Video: Farmers gear up for next week's protest outside parliament

The protest surrounds three key demands, including a ban on substandard food imports (Photo: Fairness for Farmers/Facebook)
The protest surrounds three key demands, including a ban on substandard food imports (Photo: Fairness for Farmers/Facebook)

Farmers will protest outside parliament next week due to concerns over lower quality food imports and the lack of measures to boost British food security.

Organised by campaign groups Fairness For Farmers and Save British Farming, farmers are being encouraged to take part in the tractor rally on Monday 25 March.

The protest surrounds three key demands: A ban on substandard food imports, a ban on 'dishonest' labelling and more measures to boost British food security.

It will start at New Convent Market at 5.30pm on Monday 25 March, where tractors will set off to Parliament Square in Westminster.

Farmers who are interested in participating are able to register their interest online. Organisers are hoping for at least 50 tractors to take part.

Save British Farming's founder, Liz Webster, has released a new video explaining why the protest is taking place, warning that farmers were 'fed up of the substandard imports pouring into Britain'.

It comes after hundreds of farmers staged a go-slow tractor protest in Canterbury earlier this month as concerns over government policy grows.

Save British Farming, which co-organised the Canterbury protest, said that "without farmers and land safeguarded for food production, there will be no food."

The group said: "We have signed such bad trade deals which really need to be ditched and we need to rid the trade barriers with our nearest neighbours to allow UK farmers access to markets.

"What we are asking for is a government plan on food and a fairer marketplace - whether that is with other countries or supermarkets."

Geoffrey Philpott, a cauliflower grower who farms in East Kent, said the protest in Canterbury was mainly centred on the need to restrict cheaper food imports.

“I am proud to have a Union Jack on all my produce, but why is it foreign produce that is packed in the UK can have a Union Jack on it?" he asked.

"The only reason is to deceive the public into believing it’s the healthiest and safest food you can buy."

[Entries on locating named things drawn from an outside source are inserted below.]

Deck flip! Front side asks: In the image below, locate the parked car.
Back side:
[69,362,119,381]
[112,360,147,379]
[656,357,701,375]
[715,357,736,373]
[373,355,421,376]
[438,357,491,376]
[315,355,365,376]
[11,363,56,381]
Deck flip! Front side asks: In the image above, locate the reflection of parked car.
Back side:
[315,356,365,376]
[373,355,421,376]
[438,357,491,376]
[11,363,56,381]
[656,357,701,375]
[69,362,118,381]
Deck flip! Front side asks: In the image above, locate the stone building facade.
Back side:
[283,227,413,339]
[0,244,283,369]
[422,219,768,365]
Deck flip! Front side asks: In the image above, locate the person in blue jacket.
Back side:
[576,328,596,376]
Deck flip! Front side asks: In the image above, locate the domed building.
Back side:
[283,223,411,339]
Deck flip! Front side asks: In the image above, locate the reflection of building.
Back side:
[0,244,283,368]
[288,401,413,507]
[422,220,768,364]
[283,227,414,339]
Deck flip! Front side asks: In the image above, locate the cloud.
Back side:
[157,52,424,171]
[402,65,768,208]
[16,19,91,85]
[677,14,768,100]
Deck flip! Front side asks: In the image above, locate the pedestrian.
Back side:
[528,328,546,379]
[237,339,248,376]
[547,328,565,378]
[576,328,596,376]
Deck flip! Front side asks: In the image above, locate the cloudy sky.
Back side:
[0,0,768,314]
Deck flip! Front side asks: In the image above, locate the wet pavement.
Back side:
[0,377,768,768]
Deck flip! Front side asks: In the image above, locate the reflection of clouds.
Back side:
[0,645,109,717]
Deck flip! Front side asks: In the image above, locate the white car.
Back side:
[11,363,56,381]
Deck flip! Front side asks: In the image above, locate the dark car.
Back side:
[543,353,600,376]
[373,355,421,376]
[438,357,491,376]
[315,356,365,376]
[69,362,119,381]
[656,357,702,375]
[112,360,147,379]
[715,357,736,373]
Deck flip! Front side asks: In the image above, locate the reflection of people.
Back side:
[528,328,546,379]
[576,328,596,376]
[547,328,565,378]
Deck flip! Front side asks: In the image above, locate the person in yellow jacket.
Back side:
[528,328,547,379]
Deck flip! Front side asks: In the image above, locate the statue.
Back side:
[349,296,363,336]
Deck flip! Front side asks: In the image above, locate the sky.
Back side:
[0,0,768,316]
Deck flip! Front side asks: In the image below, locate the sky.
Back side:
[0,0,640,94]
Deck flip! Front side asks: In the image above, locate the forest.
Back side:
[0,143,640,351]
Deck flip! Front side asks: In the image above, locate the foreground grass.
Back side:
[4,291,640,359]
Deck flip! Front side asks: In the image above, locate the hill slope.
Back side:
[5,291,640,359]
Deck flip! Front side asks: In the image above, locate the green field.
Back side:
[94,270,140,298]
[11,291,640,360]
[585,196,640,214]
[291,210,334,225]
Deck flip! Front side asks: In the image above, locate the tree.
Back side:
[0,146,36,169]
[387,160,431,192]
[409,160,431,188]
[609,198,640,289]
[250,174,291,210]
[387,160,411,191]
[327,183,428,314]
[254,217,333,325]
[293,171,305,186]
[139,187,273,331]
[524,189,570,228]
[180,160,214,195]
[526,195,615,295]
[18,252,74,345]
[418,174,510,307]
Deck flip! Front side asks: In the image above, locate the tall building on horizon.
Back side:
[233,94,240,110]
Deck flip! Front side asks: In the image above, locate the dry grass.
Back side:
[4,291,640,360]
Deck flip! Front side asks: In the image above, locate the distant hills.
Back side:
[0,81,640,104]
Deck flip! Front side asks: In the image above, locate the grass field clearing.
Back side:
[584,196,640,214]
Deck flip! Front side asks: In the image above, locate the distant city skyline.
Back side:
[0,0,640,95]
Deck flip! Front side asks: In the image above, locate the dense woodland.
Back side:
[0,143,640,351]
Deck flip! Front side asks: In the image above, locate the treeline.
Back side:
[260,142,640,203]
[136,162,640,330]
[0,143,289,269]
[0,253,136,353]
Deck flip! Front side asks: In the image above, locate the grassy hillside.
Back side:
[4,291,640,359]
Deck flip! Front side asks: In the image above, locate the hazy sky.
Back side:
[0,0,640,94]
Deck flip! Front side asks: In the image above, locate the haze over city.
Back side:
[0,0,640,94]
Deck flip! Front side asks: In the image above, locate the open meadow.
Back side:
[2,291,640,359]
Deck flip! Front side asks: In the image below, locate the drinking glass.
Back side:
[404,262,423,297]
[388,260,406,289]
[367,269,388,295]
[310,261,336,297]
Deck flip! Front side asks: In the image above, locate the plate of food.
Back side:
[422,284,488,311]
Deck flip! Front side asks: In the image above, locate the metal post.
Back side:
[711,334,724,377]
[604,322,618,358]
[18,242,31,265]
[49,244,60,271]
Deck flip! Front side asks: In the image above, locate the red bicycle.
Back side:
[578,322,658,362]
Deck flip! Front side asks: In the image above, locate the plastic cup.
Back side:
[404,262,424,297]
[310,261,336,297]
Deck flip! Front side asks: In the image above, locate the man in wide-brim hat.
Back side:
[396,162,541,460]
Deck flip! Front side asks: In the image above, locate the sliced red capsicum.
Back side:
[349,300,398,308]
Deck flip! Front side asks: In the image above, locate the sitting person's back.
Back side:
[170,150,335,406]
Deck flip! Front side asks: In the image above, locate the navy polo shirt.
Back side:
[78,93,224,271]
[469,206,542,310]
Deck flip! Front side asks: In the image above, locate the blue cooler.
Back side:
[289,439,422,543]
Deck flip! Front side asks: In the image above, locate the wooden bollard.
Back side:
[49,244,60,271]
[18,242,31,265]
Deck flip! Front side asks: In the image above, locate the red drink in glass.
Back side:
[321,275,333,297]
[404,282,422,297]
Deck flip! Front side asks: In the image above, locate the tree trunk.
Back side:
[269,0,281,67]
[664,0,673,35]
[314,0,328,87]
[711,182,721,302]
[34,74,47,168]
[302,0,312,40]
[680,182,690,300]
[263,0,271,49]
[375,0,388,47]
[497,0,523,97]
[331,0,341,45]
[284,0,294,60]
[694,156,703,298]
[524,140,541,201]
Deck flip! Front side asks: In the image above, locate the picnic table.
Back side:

He said food security was another top issue: "I hope to be farming for many years to come, but if things don’t change, I won’t be and I won’t be employing the fourteen people who work for me.

"Then we will be reliant on foreign produce that will not have the high standard of UK production. Once that happens, we could be held to ransom over pricing.

"Let’s hope people wake up quickly and support British agriculture so I can continue to farm for many years to come and supply healthy, safe produce for UK people.”

Elsewhere, in Wales, over 10,000 farmers took to the streets of Cardiff due to rising anger at the Welsh government's vision for the industry.